Sustainability is a permanent item on every Board meeting agenda, which provides a platform to update its members on matters relating to the Group sustainability programme and performance topics.
005
Supply chain management
To achieve Net Zero, we need to play our part in accelerating the climate transition beyond our immediate chain of control, and only by engaging with our supply chain can we mitigate the associated risks and act on the opportunities. We have elevated the importance of responsible sourcing as a material sustainability topic and so engaging with our supply chain has received greater attention. We have taken further action to improve the understanding of our key suppliers’ energy consumption and emissions management, and so have set a supply-chain management programme as a running item on our agenda. Our Supply Chain policy sets minimum standards for suppliers in areas such as energy use, emissions-reduction targets, adoption of low-carbon energy sources, water stewardship, biodiversity, waste reduction and resource use.

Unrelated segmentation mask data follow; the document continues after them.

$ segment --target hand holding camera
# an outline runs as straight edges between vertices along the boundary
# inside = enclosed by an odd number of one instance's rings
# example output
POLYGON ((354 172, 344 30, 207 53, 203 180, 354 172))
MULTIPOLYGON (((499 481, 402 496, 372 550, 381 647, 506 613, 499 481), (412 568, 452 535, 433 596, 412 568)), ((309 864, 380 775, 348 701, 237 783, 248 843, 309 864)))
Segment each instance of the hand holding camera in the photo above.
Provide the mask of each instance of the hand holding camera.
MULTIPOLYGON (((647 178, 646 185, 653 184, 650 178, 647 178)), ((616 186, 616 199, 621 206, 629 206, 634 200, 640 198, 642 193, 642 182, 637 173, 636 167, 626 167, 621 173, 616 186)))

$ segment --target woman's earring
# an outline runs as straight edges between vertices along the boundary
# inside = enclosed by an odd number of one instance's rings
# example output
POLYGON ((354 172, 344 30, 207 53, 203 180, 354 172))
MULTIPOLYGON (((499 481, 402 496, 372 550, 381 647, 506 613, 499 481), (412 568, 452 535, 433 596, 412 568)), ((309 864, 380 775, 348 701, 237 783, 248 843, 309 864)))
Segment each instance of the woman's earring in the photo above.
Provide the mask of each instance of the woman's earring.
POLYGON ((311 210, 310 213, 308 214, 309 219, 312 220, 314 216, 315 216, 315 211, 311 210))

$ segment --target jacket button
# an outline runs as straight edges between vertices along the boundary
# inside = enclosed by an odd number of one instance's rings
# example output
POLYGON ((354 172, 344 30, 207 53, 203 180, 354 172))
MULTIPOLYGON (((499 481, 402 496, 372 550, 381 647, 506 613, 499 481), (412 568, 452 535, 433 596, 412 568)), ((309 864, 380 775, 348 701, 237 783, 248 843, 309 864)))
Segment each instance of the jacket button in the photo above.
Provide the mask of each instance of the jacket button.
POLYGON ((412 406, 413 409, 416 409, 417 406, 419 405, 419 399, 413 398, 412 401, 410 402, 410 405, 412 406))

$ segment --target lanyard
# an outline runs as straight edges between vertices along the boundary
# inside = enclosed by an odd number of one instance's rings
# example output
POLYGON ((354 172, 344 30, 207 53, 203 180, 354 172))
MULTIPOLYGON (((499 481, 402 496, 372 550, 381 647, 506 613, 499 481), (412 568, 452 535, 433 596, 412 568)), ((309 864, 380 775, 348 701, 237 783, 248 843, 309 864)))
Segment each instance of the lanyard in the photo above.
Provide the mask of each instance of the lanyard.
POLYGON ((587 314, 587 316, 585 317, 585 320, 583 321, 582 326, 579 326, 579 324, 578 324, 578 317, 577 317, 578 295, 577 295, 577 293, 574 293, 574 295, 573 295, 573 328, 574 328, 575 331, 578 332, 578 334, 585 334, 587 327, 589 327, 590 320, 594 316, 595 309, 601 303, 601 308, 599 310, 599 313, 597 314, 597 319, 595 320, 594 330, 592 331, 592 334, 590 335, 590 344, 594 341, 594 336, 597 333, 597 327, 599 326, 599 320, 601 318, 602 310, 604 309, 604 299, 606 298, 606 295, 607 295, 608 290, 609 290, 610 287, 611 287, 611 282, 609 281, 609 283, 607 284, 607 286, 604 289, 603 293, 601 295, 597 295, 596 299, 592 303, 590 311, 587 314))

To begin to gather supplier climate and other environmental data, and enable efficient tracking of their alignment with Net Zero, last year, we joined the CDP Supply Chain engagement initiative, which provided valuable data for improving our understanding of the nature of Scope 3 emissions and for informing our supplier KPIs.
007
Information security and data privacy
We strongly respect privacy and aim to minimise the amount of personal data we collect, as well as to ensuring strict and sufficiently segregated storage of any data we hold. Information security and cyber threats are an increasing priority for all industries globally, and we recognise the need to protect the Group from potential exposures in this area, particularly in light of our size, reach and complexity, and the potential sensitivity of data held in relation to civil aerospace technology and controlled defence contracts.
006
Risk and internal controls
To achieve our objectives, we need strict policies and appropriate internal control frameworks to ensure we manage our resources properly, and identify and mitigate any key risks. The Board is ultimately responsible for developing the Group’s overall risk-management policies and internal controls, and for reviewing their effectiveness, including determining its risk appetite and ensuring an appropriate culture throughout the organisation.

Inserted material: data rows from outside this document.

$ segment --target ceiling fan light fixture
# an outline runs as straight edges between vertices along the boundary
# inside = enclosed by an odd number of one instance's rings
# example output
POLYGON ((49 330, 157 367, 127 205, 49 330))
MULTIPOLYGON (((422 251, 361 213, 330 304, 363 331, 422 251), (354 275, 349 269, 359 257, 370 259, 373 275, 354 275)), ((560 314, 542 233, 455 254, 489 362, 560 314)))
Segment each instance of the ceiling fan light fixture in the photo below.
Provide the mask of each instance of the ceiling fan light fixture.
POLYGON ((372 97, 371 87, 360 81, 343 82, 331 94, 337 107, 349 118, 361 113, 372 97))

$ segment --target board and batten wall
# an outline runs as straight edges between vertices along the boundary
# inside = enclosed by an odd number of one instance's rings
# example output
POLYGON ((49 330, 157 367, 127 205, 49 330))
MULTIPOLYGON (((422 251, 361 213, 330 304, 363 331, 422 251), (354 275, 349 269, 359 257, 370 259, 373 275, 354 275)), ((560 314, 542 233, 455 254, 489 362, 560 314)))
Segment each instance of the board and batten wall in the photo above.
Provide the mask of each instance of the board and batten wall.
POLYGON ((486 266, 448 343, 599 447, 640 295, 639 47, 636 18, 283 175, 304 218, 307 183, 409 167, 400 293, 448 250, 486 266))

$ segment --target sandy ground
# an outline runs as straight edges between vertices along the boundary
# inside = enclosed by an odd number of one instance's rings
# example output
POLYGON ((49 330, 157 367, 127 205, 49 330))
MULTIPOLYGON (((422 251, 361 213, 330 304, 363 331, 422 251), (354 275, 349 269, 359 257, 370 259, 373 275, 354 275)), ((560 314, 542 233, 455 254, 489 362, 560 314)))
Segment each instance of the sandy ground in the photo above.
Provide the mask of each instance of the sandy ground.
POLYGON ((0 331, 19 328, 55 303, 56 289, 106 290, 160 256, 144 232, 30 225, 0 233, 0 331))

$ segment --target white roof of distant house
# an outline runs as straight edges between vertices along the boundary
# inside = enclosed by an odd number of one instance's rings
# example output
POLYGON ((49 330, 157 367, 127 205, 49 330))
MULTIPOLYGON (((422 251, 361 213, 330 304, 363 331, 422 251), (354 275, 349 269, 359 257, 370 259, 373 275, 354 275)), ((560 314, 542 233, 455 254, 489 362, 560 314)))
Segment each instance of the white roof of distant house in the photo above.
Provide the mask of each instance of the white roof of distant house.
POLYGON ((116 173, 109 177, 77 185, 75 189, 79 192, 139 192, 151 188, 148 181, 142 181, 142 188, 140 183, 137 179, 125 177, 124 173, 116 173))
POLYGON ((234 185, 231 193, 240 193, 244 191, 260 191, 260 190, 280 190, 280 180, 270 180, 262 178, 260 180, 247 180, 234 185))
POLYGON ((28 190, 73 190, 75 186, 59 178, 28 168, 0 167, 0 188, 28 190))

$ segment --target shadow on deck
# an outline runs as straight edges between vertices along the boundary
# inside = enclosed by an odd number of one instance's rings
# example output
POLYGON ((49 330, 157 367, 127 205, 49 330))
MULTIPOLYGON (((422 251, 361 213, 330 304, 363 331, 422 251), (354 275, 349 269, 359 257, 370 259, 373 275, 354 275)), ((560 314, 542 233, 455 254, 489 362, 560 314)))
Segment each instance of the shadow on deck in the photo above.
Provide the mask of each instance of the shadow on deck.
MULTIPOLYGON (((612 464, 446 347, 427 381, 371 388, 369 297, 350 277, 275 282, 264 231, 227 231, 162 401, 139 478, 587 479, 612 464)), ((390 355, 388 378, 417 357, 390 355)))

We recognise that the systems and processes established by the Board are designed to manage, rather than eliminate, the risk of failing to achieve business objectives and cannot provide absolute assurance against material financial misstatement or loss. However, ongoing monitoring and review ensures the Company can adapt to an evolving risk environment.
We have a comprehensive system for assessing the effectiveness of its internal controls, including strategic business planning and regular monitoring and reporting of ESG data alongside financial and operational performance. This is complemented by reporting protocols to ensure accountability for achieving progress on sustainability and climate-related matters. The quality and accuracy of ESG data is continually improved through taking relevant guidance from prominent international regulatory frameworks and applicable external reporting requirements. The Audit Committee also monitors the effectiveness of the internal-control process by reviewing the key findings presented by the external and internal auditors, and the Melrose senior management team implements the Audit Committee’s recommendations.